Appearance
Streaming LLM Responses: Sentence-by-Sentence Best Practices
When integrating Large Language Models (LLMs) like OpenAI's GPT, Anthropic's Claude, or similar services with sipgate AI Flow, how you stream responses significantly impacts the naturalness of synthesized speech. This guide shows you how to achieve smooth, natural-sounding voice output by sending complete sentences rather than individual tokens.
The Problem: Token-by-Token Streaming
LLMs stream responses token-by-token (small text fragments).
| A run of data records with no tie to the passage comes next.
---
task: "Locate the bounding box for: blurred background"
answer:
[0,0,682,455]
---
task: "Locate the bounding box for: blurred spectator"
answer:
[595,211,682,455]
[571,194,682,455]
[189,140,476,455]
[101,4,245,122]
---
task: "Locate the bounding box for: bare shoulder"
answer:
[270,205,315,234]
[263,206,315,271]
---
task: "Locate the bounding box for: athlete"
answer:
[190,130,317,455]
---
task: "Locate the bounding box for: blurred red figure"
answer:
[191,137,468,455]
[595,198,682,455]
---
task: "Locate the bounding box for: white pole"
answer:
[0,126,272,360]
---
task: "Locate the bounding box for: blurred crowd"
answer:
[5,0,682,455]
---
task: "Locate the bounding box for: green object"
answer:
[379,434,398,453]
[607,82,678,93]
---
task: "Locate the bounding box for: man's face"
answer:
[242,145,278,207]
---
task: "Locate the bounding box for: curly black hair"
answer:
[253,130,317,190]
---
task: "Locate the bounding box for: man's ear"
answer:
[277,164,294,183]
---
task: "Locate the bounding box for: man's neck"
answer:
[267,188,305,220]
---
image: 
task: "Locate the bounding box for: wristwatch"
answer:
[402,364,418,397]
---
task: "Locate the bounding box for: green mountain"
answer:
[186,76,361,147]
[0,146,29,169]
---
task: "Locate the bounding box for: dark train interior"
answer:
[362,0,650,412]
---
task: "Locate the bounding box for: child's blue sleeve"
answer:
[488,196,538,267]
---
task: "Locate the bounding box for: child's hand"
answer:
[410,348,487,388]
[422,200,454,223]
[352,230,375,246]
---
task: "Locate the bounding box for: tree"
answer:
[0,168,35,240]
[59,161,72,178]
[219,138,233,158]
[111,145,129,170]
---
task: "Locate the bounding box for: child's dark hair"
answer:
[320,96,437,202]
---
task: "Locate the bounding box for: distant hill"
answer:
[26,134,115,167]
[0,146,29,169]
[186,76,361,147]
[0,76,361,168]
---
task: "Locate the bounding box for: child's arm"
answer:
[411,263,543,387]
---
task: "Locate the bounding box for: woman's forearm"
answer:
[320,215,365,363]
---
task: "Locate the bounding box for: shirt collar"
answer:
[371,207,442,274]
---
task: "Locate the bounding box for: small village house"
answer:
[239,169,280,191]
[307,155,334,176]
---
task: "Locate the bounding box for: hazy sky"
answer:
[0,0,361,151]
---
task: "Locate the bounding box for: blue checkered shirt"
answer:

Sending each token directly to the TTS provider creates choppy, unnatural speech:
typescript
// ❌ BAD: Sends every token immediately
for await (const chunk of llmStream) {
await sendAction({
type: 'speak',
session_id: sessionId,
text: chunk.content, // Individual tokens: "Hello", ", ", "how", " ", "can", " ", "I"...
tts: { provider: 'azure', language: 'en-US', voice: 'en-US-JennyNeural' },
})
}Why this sounds bad:
- Each TTS call treats the text as a complete utterance with sentence-ending prosody (falling intonation, longer pauses)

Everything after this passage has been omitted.